IAEAがSMR技術作業部会の初会合 開催
国際原子力機関(IAEA)は5月2日、小型モジュール炉(SMR)など中小型原子炉の開発に関する新しい技術作業部会(WG)の第1回会合を、4月23日から26日までウィーンで開催したと発表した(=写真)。革新的な安全性能を有する先進的なSMRが、2020年代前半にも世界市場に出回り始めるとIAEAは予測しており、SMR技術を開発中あるいは開発検討中の加盟国に対して適切な支援プログラムを提供するための、IAEAへの提案事項をまとめるのが主な目的。SMRのユーザー国向け一般要件の最初の案文作成を目指して、年内にもコンサルティング会合を開催することを提案事項に含めたとしている。
IAEAによると、世界では現在、50ものSMR設計概念が様々な段階で開発中で、SMRへの関心は高まりつつある。その利点としては、化石燃料発電所の低炭素な代替オプションになり得るなど、幅広いユーザーのニーズに応えられる可能性があると指摘。また、安全性が改善されるという特長に加えて、熱供給や海水脱塩といった発電以外の分野への利用にも適していること、工場で組み立てたSMRを需要のある場所に輸送・設置し、単機あるいは複数モジュールで建設することも可能であることなどを挙げた。
このようなSMRの商業化に先立ち、IAEAは加盟国の規制当局が適切に準備を行えるよう、SMRの安全・許認可要件に関する規制者向けワークショップをすでに2016年3月から開始。
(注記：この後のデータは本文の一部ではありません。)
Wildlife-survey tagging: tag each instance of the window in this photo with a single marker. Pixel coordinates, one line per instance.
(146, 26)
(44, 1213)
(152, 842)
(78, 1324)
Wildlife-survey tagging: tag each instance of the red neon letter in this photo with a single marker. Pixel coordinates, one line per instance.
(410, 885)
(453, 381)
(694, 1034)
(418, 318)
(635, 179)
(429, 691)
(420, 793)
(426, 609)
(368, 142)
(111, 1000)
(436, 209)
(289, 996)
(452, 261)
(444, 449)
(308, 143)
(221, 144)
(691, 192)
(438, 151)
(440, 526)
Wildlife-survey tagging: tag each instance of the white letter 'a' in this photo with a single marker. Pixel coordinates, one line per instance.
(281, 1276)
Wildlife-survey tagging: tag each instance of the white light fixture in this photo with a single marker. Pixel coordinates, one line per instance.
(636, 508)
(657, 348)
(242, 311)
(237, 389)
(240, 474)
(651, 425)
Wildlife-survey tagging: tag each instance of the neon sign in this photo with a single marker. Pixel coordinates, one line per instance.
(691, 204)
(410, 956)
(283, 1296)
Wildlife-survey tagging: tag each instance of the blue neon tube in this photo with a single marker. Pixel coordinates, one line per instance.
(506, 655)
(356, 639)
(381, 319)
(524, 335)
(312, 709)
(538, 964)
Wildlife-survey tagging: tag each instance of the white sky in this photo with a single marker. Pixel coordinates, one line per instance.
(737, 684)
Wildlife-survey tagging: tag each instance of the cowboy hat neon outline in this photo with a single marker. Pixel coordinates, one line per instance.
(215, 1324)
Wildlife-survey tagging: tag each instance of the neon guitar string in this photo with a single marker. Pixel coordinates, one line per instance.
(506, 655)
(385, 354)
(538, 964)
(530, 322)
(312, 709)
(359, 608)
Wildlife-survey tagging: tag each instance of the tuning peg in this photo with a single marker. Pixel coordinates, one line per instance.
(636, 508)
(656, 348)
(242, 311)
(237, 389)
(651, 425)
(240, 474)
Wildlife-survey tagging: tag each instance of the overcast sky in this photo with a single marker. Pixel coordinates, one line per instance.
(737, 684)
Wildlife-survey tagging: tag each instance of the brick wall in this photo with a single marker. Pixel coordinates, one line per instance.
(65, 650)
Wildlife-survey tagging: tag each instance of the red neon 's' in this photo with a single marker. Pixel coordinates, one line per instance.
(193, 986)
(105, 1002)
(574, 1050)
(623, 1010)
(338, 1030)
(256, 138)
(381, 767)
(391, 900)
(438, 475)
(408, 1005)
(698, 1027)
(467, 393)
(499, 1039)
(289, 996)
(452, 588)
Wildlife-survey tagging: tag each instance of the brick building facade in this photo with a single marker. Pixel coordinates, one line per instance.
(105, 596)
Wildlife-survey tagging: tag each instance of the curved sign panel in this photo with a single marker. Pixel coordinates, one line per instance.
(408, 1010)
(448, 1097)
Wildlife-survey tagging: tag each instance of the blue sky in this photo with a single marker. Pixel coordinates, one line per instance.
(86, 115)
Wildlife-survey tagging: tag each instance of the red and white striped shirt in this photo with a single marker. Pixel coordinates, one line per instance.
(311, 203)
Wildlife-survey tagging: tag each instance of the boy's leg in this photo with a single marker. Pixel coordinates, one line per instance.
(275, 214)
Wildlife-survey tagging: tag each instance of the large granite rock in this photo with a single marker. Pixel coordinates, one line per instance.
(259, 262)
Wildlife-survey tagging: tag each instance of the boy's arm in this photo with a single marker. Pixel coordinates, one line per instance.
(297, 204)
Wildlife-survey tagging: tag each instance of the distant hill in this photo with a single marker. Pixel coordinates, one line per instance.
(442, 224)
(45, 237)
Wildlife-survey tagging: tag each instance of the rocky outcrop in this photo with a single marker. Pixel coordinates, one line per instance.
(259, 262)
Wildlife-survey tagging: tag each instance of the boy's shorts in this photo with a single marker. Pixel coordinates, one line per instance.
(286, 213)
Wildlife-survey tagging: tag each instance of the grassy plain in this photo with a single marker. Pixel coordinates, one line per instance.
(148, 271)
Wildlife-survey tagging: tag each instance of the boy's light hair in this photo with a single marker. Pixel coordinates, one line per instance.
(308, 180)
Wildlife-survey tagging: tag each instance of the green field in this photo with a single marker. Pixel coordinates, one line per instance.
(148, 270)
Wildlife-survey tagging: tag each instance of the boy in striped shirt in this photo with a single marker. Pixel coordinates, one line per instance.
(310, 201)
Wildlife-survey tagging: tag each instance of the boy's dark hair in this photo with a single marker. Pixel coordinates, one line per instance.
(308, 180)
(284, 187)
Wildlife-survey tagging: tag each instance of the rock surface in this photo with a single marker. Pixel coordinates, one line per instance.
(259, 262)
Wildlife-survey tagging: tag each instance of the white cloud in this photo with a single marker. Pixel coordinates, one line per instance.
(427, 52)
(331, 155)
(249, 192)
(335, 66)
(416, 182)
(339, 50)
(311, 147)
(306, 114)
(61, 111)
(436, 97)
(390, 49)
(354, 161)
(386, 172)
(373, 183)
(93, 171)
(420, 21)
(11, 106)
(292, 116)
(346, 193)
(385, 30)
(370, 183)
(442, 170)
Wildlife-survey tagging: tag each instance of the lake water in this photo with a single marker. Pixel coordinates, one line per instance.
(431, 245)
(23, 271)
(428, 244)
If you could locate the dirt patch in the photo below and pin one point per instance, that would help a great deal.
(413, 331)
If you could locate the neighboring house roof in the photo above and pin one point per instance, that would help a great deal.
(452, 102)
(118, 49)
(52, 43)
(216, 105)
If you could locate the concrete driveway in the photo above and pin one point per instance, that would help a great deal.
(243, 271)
SMRの型式や大きさに応じた安全要件設定に関して、包括的な指導要綱も作成する計画である。
今回の技術WGの初会合には、14の加盟国と2つの国際機関から34名の専門家が出席した。座長を務めたM.リコッティ氏は、こうしたイニシアチブはSMR開発における過去10年間の努力が自然に進化したことを示していると述べた。関係する専門家のネットワークを世界レベルで構築したことにより、近い将来、SMRの建設準備を整える際にIAEAが取り組む課題について、ガイダンスを提示することができると同WGは指摘。初会合では具体的に、建設地におけるインフラ設備やサプライヤー能力の評価について議論したことを明らかにした。
同WGとしては、SMR関係の支援プログラムがその他のIAEAプログラムと相乗効果を生み出すことを狙っている。このため、現在進行中の2つの調整研究プロジェクト、すなわち新型受動的安全システムの信頼性に関するものと緊急時計画ゾーン(EPZ)の区分基準に関するものをサポートしていく方針である。
SMR開発が実際に直面する課題の中には、IAEAの安全基準に基づいた堅固な規制枠組および確固たるサプライ・チェーンの構築などが含まれるが、それでも商業炉の最初の一群は2025年から2030年までに実現すると同WGのH.スブキ科学事務官は予測。加盟国が抱えている課題と取り組み状況を正確に見極めた上で、SMR技術の開発と建設の両方をさらに促進していきたいとの抱負を表明した。